Te słowa wypowiedział po pierwszej ligowej kolejce Jose Mourinho w studio Sky Sports. David Luiz musiał się więc bardzo szybko zaaklimatyzować na The Emirates – na pierwsze piekielnie kosztowne wtopy czekaliśmy bowiem zaledwie do trzeciej serii gier. Dziś maczał paluchy po same knykcie przy dwóch bramkach Liverpoolu w przegranym 1:3 spotkaniu na Anfield.
W systemie Luiza pierwsze zwarcie nastąpiło tuż po przerwie, kiedy kompletnie bez sensu – szczególnie w erze VAR – łapał za koszulkę wybiegającego w tempo do zagrania Firmino Salaha. Drugie – gdy ten sam Salah oszukał go po raz kolejny, obracając Brazylijczyka tak, że ten nie miał już prawa włączyć się do obrony w tej właśnie sytuacji. Egipcjanin nie miał za grosz litości – karnego wykorzystał pewnym uderzeniem po widłach, rajd rozpoczęty wkręceniem Luiza skończył pewnym strzałem w swoim stylu. Zejście z prawego skrzydła na lewą, płaskie uderzenie, kompletnie poza zasięgiem Bernda Leno.

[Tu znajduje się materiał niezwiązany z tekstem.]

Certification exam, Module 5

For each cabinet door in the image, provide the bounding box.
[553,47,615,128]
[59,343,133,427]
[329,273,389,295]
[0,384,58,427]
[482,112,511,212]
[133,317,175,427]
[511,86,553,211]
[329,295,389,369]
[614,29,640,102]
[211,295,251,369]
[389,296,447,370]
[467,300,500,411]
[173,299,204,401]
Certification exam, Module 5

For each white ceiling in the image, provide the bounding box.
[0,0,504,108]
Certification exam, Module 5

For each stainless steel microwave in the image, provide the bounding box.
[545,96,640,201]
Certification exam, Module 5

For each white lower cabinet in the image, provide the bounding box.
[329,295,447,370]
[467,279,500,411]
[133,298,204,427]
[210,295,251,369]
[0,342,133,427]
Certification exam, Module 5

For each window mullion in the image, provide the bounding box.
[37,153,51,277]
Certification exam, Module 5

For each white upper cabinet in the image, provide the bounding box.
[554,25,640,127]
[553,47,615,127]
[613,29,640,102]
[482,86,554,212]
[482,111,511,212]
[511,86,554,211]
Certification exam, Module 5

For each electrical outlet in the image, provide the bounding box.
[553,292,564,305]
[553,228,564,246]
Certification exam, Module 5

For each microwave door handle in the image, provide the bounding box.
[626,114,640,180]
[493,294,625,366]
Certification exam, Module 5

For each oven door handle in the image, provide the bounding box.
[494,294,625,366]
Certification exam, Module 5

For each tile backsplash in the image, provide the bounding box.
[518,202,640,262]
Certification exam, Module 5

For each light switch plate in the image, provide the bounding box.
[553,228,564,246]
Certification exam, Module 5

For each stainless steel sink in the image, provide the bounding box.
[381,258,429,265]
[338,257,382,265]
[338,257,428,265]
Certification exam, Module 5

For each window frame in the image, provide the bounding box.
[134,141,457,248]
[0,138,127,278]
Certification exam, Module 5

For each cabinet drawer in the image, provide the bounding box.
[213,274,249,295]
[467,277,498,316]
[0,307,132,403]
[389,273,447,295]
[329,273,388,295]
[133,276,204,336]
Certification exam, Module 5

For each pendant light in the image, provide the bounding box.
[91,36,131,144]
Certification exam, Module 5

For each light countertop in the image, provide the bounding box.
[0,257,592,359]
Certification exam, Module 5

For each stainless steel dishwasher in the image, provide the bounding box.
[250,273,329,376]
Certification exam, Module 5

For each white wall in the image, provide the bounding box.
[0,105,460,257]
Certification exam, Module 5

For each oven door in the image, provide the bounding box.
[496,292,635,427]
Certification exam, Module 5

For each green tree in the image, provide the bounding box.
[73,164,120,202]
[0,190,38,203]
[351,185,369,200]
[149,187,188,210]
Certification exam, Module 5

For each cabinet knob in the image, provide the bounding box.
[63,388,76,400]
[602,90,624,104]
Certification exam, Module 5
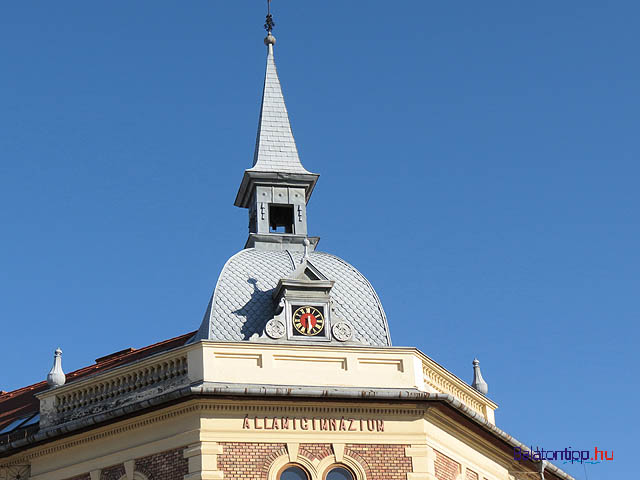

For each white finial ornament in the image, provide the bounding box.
[47,348,67,388]
[300,238,311,263]
[471,358,489,395]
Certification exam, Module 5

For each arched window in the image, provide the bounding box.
[324,465,356,480]
[278,464,310,480]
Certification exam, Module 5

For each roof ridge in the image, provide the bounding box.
[0,331,196,403]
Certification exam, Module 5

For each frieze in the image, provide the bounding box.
[242,415,384,432]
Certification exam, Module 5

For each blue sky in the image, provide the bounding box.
[0,0,640,480]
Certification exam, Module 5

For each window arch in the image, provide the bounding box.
[323,464,356,480]
[276,463,311,480]
[120,472,149,480]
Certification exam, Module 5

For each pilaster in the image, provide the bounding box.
[405,445,436,480]
[184,441,223,480]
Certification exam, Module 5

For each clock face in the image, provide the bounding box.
[292,305,324,337]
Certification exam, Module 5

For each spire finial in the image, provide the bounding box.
[471,358,489,395]
[264,0,276,48]
[47,347,67,388]
[300,238,311,263]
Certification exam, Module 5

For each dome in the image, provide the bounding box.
[194,248,391,346]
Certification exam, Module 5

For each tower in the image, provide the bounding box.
[193,21,391,346]
[235,31,318,251]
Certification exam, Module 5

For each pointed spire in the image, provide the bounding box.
[47,347,67,388]
[249,18,310,174]
[471,358,489,395]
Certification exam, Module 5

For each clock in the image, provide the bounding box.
[292,305,324,337]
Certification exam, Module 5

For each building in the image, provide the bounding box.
[0,12,571,480]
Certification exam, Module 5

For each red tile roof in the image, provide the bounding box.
[0,332,196,430]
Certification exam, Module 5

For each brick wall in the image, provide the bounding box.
[467,468,478,480]
[133,448,189,480]
[218,442,411,480]
[218,442,287,480]
[344,444,412,480]
[63,448,189,480]
[435,450,460,480]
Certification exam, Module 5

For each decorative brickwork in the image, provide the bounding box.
[344,444,412,480]
[133,448,189,480]
[218,442,287,480]
[218,442,411,480]
[435,450,460,480]
[100,465,125,480]
[298,443,333,460]
[63,448,189,480]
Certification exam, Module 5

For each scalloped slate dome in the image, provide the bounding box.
[192,35,391,347]
[194,248,391,346]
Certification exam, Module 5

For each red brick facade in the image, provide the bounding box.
[467,468,478,480]
[344,444,412,480]
[435,450,460,480]
[218,442,411,480]
[64,448,189,480]
[218,442,287,480]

To były dwa ciosy, po których Arsenal po prostu nie miał już prawa się podnieść. Bo gdy w pierwszej części spotkania napoczynał Kanonierów Joel Matip po dziewiątej asyście w dziesiątym kolejnym meczu na Anfield Trenta Alexandra-Arnolda, można było się jeszcze łudzić. Adrian bowiem znów nie wyglądał najpewniej, tym razem nie strzelił gola przeciwnikiem, ale był bliski asysty. Gdyby tylko Aubameyang nieco skuteczniej go lobował, wynik otwarty zostałby nie przez Liverpool, a Arsenal.

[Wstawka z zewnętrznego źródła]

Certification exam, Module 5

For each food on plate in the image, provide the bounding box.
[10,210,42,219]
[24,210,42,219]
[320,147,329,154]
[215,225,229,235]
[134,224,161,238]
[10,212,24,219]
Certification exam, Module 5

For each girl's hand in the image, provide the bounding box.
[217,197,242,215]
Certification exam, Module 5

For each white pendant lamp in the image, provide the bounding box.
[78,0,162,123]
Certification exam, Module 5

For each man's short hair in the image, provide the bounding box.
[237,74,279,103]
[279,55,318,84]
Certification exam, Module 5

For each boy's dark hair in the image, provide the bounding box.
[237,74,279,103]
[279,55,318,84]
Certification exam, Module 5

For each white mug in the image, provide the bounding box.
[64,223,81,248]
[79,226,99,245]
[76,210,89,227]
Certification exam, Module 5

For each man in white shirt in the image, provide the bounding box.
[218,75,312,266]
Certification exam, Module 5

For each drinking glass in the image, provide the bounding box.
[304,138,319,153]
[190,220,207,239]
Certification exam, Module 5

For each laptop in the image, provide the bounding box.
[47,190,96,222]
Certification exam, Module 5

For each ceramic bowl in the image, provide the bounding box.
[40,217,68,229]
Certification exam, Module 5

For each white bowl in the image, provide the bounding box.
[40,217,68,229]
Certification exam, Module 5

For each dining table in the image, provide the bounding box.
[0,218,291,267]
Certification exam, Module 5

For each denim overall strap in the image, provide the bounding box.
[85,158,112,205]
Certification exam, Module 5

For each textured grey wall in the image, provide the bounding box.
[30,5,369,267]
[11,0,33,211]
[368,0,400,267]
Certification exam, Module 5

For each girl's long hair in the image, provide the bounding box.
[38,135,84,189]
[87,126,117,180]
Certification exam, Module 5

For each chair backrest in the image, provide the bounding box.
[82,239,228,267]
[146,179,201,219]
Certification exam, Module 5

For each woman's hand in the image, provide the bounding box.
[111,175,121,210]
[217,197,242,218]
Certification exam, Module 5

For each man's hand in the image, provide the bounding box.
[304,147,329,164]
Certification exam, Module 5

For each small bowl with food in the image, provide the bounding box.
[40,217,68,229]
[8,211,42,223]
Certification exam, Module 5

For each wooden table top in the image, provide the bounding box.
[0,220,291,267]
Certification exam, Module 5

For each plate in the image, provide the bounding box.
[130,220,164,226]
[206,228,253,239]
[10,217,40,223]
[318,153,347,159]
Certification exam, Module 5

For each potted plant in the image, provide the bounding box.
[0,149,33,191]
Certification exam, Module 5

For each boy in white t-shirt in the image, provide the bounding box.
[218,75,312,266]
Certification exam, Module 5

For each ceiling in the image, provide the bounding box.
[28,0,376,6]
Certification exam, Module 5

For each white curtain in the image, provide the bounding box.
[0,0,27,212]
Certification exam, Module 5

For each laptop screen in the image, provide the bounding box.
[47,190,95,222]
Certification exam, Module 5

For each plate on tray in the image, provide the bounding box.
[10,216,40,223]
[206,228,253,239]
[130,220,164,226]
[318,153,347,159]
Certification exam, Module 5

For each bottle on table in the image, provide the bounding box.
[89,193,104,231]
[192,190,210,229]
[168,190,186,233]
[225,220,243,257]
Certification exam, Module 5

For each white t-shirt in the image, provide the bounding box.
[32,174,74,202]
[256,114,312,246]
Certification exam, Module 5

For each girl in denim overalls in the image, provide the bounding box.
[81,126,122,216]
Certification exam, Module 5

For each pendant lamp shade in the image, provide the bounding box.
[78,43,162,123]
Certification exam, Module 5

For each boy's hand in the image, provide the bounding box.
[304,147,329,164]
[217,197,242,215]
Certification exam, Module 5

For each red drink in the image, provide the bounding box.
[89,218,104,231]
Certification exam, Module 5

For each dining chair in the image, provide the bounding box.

To, czego nie udało się dokonać Aubie, mógł zrobić debiutujący dziś Nicolas Pepe, który dwa razy – jeszcze nim Matip trafił na 1:0 – miał okazję uciszyć Anfield w piekielnie efektowny sposób. Uderzenie zza pola karnego minęło jednak bramkę o milimetry, a rajdowi po błędzie Hendersona zabrakło tylko wykończenia. Andrew Robertsona jednak jutro będą jeszcze boleć kostki po zakosie Iworyjczyka, gdy ten znalazł się z nim jeden na jeden.
Nie udało się jednak ani Pepe, ani Aubameyangowi, dopiero rezerwowy Lucas Torreira znalazł sposób na zepsucie nieco wieczora Adrianowi i milionom graczy Fantasy Premier League, którzy postawili na tego czy innego zawodnika z niezwykle w tej grze popularnej defensywy Liverpoolu. Nie zmienia ten gol jednak statystyki wybitnie niekorzystnej. Arsenal dziś nie wygrał bowiem 23. kolejnego starcia na boisku rywala z Big Six.
The Reds stają się zaś “Liderpoolem”, pozostając ostatnią ekipą w Premier League z kompletem zwycięstw – udało się bowiem ograć drugi aspirujący do tego miana zespół.